The final major function of the myometrium during pregnancy occurs after the fetus has been delivered as the uterus undergoes tonic contraction to shear and expel the placenta with the attached fetal membranes. Failure of this stage can lead to post-partum haemorrhage. Subsequent uterine involution occurs over approximately 4–6 weeks, with the initial stages reducing myocyte size and number through both necrosis and apoptosis by mechanisms that include the recruitment of immune cells and autophagy [40]. This is followed by a small increase in new myocytes. Currently, the initial increase in cell number is considered to result from either an expansion of stem cell [41] or existing myocyte populations [40].
The Impact of Adenomyosis
Health information websites report that during the normal menstrual cycle most patients with adenomyosis have no outward symptoms, and can pass their entire reproductive life with asymptomatic adenomyosis, whilst the medical literature reports that only 35–40 % of women are asymptomatic [42]. Adenomyosis can be associated with a range of concomitant pathology including endometriosis and fibroids. The peak incidence of adenomyosis occurs in the fourth decade of life [43] and many women with adenomyosis also have endometriosis, which may itself account for symptoms of dysmenorrhoea, infertility and possibly menorrhagia.
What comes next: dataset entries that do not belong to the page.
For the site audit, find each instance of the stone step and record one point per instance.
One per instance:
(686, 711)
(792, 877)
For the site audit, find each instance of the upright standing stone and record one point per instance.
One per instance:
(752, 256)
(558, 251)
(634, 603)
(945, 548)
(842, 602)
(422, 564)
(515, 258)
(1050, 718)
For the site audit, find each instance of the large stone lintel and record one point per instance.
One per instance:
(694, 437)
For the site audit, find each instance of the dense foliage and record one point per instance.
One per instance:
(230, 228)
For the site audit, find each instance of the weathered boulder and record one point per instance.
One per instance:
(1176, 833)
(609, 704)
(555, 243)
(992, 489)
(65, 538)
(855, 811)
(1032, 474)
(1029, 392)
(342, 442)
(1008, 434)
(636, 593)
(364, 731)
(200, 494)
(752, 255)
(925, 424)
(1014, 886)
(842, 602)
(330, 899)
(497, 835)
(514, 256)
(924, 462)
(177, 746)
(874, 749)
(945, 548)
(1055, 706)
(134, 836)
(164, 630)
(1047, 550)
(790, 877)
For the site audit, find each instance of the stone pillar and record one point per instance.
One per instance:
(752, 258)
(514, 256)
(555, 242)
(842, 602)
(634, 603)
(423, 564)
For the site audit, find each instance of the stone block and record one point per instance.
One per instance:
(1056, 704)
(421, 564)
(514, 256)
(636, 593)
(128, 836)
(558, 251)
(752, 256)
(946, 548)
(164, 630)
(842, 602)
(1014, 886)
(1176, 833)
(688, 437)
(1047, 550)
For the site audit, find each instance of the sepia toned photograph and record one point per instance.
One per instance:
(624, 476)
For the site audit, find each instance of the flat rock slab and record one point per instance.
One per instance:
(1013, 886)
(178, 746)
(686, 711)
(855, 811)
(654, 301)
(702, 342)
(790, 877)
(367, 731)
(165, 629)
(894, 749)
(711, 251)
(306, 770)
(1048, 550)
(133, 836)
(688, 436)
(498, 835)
There is some evidence of heightened central nervous system sensitivity in some women with adenomyosis, resulting in heightened pain perception, presumably because the myometria of women with adenomyosis have increased numbers of sensory neurones. This increase in neuronal density is dependent upon local production of neurotrophins and their cognate receptors [44] and an altered expression of the neurotrophins NGF and BDNF and their cognate receptors have been reported in the myometrium in women with adenomyosis [45, 46]. This is in line with previous reports of increased nerve growth factor expression and changes in the lower affinity neurotrophin receptor (p75NTR) in the mouse model of adenomyosis [47].
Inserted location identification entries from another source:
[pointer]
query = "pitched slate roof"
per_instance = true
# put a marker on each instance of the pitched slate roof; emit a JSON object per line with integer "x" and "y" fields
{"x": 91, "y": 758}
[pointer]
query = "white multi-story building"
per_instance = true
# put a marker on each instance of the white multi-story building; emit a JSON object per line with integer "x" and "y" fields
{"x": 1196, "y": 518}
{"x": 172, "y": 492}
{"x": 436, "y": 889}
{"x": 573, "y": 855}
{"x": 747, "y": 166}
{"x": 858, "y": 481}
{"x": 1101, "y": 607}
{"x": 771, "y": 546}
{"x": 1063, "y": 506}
PGP9.5 immunoreactivity was identified in the functional layers of the endometrium in women with adenomyosis and fibroids who also had pain symptoms but not in women without pain [48]. PGP9.5 nerve fibre density in the basal layer of the endometrium and in the myometrium was also significantly increased in women with pain [48]. It was hypothesised that dysmenorrhoea linked to adenomyosis may result from bleeding within the adenomyotic nodules in response to steroid withdrawal at menstruation, although entrapped blood is not commonly observed in affected uteri. Many of the ligands and receptors for the neurotrophin family of proteins have been shown to increase under the influence of oestradiol [49] which has been implicated in the aetiology of adenomyosis [47].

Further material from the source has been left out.